Oh, and the Neos you grow are quite lovely also.


----------



## Marco (May 6, 2007)

nice neos. cant wait to see that hisui


----------



## PHRAG (May 10, 2007)

Open Flower Update!






This variety has upturned, starry white flowers with pink blushes on all the petal tips and leaves that curve downward ever so gracefully. I was smelling this earlier tonight. Neofinetia is the perfect orchid. If you don't have one in your collection, get one. Seriously.


----------



## kentuckiense (May 10, 2007)

Ok, so. This summer, you're willing to help me pick out a neo to buy, right?


----------



## PHRAG (May 10, 2007)

Zach, you can't go wrong with straight Neofinetia falcata standard form. And they are cheaper than the rare forms so...

1. If you kill it you won't feel so bad. (You won't kill it.)
2. You can get many more mature growths for the same price as a one growth rare form.
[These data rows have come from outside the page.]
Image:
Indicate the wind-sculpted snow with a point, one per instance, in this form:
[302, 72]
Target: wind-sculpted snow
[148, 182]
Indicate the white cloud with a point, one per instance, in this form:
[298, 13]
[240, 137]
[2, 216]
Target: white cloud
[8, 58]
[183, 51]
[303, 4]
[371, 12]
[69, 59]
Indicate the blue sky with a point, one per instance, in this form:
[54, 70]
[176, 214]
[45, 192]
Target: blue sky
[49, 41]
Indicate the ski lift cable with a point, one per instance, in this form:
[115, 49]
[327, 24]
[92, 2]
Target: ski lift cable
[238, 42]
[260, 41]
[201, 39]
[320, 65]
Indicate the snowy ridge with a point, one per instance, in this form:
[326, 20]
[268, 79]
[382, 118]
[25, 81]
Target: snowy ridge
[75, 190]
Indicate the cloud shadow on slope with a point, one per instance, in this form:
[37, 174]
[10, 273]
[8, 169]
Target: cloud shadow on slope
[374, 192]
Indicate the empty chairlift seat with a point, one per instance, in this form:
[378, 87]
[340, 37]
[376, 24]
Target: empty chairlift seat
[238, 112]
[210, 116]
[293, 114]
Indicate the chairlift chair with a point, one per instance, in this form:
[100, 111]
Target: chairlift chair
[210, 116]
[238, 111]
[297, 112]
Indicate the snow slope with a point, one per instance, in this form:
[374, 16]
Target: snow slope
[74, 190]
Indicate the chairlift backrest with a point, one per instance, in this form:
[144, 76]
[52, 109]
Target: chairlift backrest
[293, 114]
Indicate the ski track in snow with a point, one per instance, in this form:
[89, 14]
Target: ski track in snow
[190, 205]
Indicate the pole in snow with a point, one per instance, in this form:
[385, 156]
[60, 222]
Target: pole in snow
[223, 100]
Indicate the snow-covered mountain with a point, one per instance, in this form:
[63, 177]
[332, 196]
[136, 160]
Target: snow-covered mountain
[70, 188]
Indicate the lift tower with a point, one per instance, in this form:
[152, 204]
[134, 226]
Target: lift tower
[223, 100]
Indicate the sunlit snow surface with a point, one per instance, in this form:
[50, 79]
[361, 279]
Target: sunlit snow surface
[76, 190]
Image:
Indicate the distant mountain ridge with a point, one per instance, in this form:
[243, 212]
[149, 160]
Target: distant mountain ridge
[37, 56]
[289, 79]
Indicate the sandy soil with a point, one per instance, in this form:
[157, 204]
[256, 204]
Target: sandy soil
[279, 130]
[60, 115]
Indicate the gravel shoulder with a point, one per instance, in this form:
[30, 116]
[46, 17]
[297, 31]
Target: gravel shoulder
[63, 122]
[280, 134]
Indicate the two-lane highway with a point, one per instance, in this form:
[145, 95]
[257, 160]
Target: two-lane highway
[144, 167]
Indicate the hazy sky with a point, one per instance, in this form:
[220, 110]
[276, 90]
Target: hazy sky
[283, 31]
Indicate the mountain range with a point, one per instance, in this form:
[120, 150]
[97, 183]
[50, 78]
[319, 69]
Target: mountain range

I have two standard forms, and they can't be beat in the fragrance department.


----------



## practicallyostensible (May 10, 2007)

I didn't know they were fragrant! I'm sold-- maybe it will overpower the wet dog smell coming from my Paph grande. Where do you get your Neo's from, they are adorable.


----------



## kentuckiense (May 10, 2007)

PHRAG said:


> Zach, you can't go wrong with straight Neofinetia falcata standard form. And they are cheaper than the rare forms so...
> 
> 1. If you kill it you won't feel so bad. (You won't kill it.)
> 2. You can get many more mature growths for the same price as a one growth rare form.
> ...



Also, it probably helps that I am a samurai.


----------



## Marco (May 10, 2007)

John, great flower on that kutsuwamushi. I'm sure it smells yummy.


----------



## L I Jane (May 10, 2007)

Gotta love those Neos!


----------



## PHRAG (May 10, 2007)

I get all of my Neos from two sources...

Orchids limited www.orchidweb.com
New World www.newworldorchids.com

This one smells like sugar cookies and vanilla. The sweetness is overwhelming.


----------



## Elena (May 10, 2007)

PHRAG said:


> Neofinetia is the perfect orchid. If you don't have one in your collection, get one. Seriously.



Except that it's impossible to only get one oke: :rollhappy: 

Yours are just beautiful!


----------



## myxodex (May 10, 2007)

Beautiful, can't wait for mine to bloom


----------



## PHRAG (May 12, 2007)

Jolly Green Giant!











These flowers are the largest I have ever personally seen on a Neo. They are key-lime-pie green with a white lip. They haven't started sending out fragrance yet, but they just bloomed this morning.


----------



## Marco (May 12, 2007)

great color on the hisui john. keep us updated on the frangrance. thanks for the photo


----------



## Heather (May 12, 2007)

Which one is that? Very nice color!


----------



## smartie2000 (May 12, 2007)

Not that I am an expert, I think it is Hisui. They have that pleasant green


----------